Normally the regular season would have already started, but because of COVID-19 the BCHL has had to adapt to provincial regulations on playing sports. These two games, and the Island Cup, are some of the first meaningful games the players have played in months.
To get an idea of what to expect I want to give a primer for the Island Cup and lay out the details of the tournament. I also want to point out some of the major differences between the Island Cup and similar tournaments.
Before that, I will highlight some of the new arrivals on the Grizzlies this season. These players made significant impacts during the games against Nanaimo and the Island Cup is a great chance for them to showcase their skills.
The first of the new arrivals is Matthew Wood, a 15-year-old from Nanaimo.
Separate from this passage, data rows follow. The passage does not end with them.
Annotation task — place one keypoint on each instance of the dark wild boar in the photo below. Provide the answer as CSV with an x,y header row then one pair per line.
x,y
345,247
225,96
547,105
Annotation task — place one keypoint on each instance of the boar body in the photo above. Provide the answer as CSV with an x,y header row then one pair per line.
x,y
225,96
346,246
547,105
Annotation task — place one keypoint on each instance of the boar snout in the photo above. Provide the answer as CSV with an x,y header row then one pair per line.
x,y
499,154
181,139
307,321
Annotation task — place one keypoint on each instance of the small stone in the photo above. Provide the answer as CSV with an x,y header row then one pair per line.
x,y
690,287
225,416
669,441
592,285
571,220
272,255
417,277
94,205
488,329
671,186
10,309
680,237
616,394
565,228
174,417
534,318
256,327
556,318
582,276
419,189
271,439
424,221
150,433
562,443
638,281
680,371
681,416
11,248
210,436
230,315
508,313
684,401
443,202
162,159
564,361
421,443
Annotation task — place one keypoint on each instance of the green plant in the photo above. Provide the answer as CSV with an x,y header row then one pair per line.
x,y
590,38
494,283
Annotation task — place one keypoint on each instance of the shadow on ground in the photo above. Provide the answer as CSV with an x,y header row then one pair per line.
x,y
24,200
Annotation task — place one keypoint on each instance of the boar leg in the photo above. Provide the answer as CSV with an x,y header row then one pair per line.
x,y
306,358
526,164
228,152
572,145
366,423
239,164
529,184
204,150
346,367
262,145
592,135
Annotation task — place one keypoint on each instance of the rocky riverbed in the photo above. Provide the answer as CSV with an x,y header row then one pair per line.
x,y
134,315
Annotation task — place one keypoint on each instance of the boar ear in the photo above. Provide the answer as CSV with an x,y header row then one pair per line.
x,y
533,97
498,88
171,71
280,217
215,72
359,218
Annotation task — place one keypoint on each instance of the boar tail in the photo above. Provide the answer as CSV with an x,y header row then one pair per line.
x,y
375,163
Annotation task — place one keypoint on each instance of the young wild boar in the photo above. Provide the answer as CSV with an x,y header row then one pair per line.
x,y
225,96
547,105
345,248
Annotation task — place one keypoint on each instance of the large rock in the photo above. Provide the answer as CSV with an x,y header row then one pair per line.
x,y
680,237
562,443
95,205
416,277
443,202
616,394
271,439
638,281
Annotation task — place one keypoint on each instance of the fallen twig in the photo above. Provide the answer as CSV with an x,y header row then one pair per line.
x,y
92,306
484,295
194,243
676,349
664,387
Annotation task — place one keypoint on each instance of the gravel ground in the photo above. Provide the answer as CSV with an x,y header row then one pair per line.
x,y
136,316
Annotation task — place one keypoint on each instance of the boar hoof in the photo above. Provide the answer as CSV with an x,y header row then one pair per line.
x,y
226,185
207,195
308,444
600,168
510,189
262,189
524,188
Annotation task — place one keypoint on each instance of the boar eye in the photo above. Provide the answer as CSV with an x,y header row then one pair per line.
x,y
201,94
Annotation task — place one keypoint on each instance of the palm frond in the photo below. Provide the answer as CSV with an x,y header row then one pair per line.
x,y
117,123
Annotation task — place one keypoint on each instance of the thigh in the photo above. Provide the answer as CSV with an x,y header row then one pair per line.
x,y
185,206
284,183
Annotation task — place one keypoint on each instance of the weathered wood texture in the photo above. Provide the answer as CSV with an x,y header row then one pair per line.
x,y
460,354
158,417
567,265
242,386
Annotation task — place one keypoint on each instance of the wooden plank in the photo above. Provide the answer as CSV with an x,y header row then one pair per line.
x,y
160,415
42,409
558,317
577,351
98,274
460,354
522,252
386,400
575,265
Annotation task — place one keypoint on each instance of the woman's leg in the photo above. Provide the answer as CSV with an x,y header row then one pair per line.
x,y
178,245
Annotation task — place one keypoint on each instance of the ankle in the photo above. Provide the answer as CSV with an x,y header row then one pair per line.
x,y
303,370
Last year he played for the West Van Academy Bantam Prep team where he put up impressive numbers. In 30 games, he had 40 goals and 31 assists for 71 points. Wood scored once in the Grizzlies 4-3 loss on Saturday.
The second new arrival is Matteo Turrin. Matteo is an 18-year-old from Montreal who spent most of last season at the Holderness Prep School in New Hampshire.
— Victoria Grizzlies (@BCHLGrizzlies) September 27, 2020
Turrin is the largest player on the Grizzlies roster at 6’4″ and 220 Ibs. He’s difficult to miss on the ice and can make his physical presence felt. At Holderness, he had four goals and 12 assists in 28 games.
Announced on August 13, the Island Cup begins on October 2 with two games. The Cowichan Valley Capitals visit the Alberni Valley Bulldogs and the Victoria Grizzlies visit the Nanaimo Clippers.
After October 24, the Cowichan Valley Capitals split off from the main cohort. They’ll join a new cohort with the Powell River Kings on November 8. The Kings and Capitals play six games against each other from then until November 28.
The Grizzlies’ final pre-season game is November 14 in Nanaimo. As for the Island Cup, the semi-finals and finals take place from November 16 to 18 at The Q Centre in Victoria.
Meanwhile, on September 22, the Vernon Vipers announced details of the Okanagan Cup. It’s a region-based tournament featuring Penticton, West Kelowna, Vernon, and Salmon Arm.
Their tournament began on September 25 and runs until November 7. The finals will take place from November 13 to 14. There won’t be any cohort swap because their cohort is already the perfect size.
On a related note, the Fraser Valley Thunderbirds announced details of the Cohort Cup last week.
UPDATED EXHIBITION SCHEDULE!
Be sure to get your @MyHockeyTV subscription so you don’t miss out on any of the action! Use the code BCHLGRIZZLIES2020 to get $80 off when you sign up for a limited time! Our first home game is October 3rd vs the Nanaimo Clippers.#WeAreGrizzlies pic.twitter.com/4DPbGe9akq
— Victoria Grizzlies (@BCHLGrizzlies) September 29, 2020
The Cohort Cup features the three Thunderbirds teams competing against other U18, U16, and U15 teams from around the province.
Except for the Vancouver Island, Okanagan, and Kootenay teams, the tournament includes several Lower Mainland teams and the Cariboo Cougars. In essence, it’s three separate tournaments occurring at once. Each level will start and end at different dates. All games will be played at the Abbotsford Centre.
This tournament has more in common with the recent NHL playoff bubbles in Toronto and Edmonton, with 18 individual teams across six programs and three different skill levels competing in one place.
An example of what could be
When the BCHL first announced the cohort structure, it was a precursor of what’s to come. Except for the Wenatchee Wild and Powell River Kings, the league sorted itself into four cohorts of four teams each.
Moving forward, the Island Cup is a good example of how the league could schedule games. Have three to four teams in a cohort before having a team split off to join another cohort. No doubt the league is looking at the Island Cup closely to see how well it works.
Many eyes will be focused on the Grizzlies and the Island Cup to see how well the tournament goes. As a result, the players will benefit from the extra attention. Players like Wood and Turrin will get some meaningful games before the regular season starts on December 1st.
All Island Cup games, and BCHL games, are streamed live on HockeyTV.